Lastly, finalists weighed the idea that ChatGPT assistance can be considered as coauthors in academic journals and research papers. Dr. Payongayong pointed out that we should use AI tools to improve students’ work but not to complete or do their work; for instance, using “Grammarly” polishes the grammar of students’ output. Moreover, Dr. Guillermo shared that ChatGPT usually repeats specific keywords to maintain the argument of their answers and when you tried to find interpretations of a specific literary work, its answer would source available interpretations published but it can never make interpretations by itself. In this essence, we can assume that ChatGPT prevents the next generation of interpretations or even discoveries so it is quite problematic to use for writing academic papers. On the other hand, Dr. Jalao said that despite being efficient, if we look at a different angle and supposed that we made a song using ChatGPT, we could not entirely answer who owns the intellectual right to it because the idea was formulated by the machine. But he certainly believed that it can be helpful for faculty use, especially in thinking of several ways to jumpstart a lesson or a plan for an entire year. On the other hand, Dr. Bautista disapproves of the proposition straightforwardly. The participants and viewers also shared sentiments and opinions on the chatbox, saying that in their respective fields, making ChatGPT one of the co-authors in legal or medical perspective, was completely not allowed.
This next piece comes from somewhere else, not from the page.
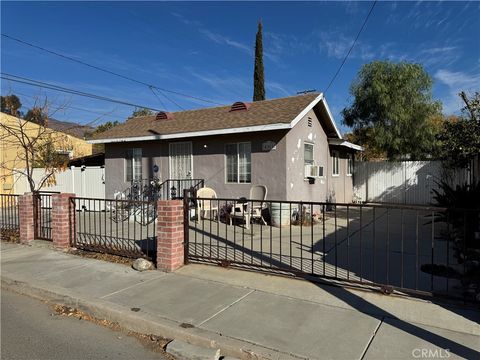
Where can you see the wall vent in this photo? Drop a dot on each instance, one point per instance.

Finally, the panelists gave their last statements about ChatGPT. Dr. Payongayong encouraged the discussions of this subject to different clusters and use the experimental approach in treatment while Dr. Bautista acknowledges that ChatGPT and AI will have to stay and rewrite history. And, the university will surely be affected since it was not shielded or immune despite the precautions. In addition to that, Dr. Jalao, recommends teaching students the ins and outs of this technology and using AI to solve world problems, not to represent work. Also, Dr. Guillermo, pointed out that implementing policy quickly regarding the matter will only result in ChatGPT fully overtaking the academe ,so it is much better to measure things up first before doing anything else.

About the Author:

Cathlyn Ann Herrera is a 3rd-year student taking up a Bachelor’s in Secondary Education, majoring in English at Polytechnic University of the Philippines, San Juan branch. She was once a literary writer for Paraseist, a student newspaper publication organization. Writing is one of her hobbies and she often read books in her free time.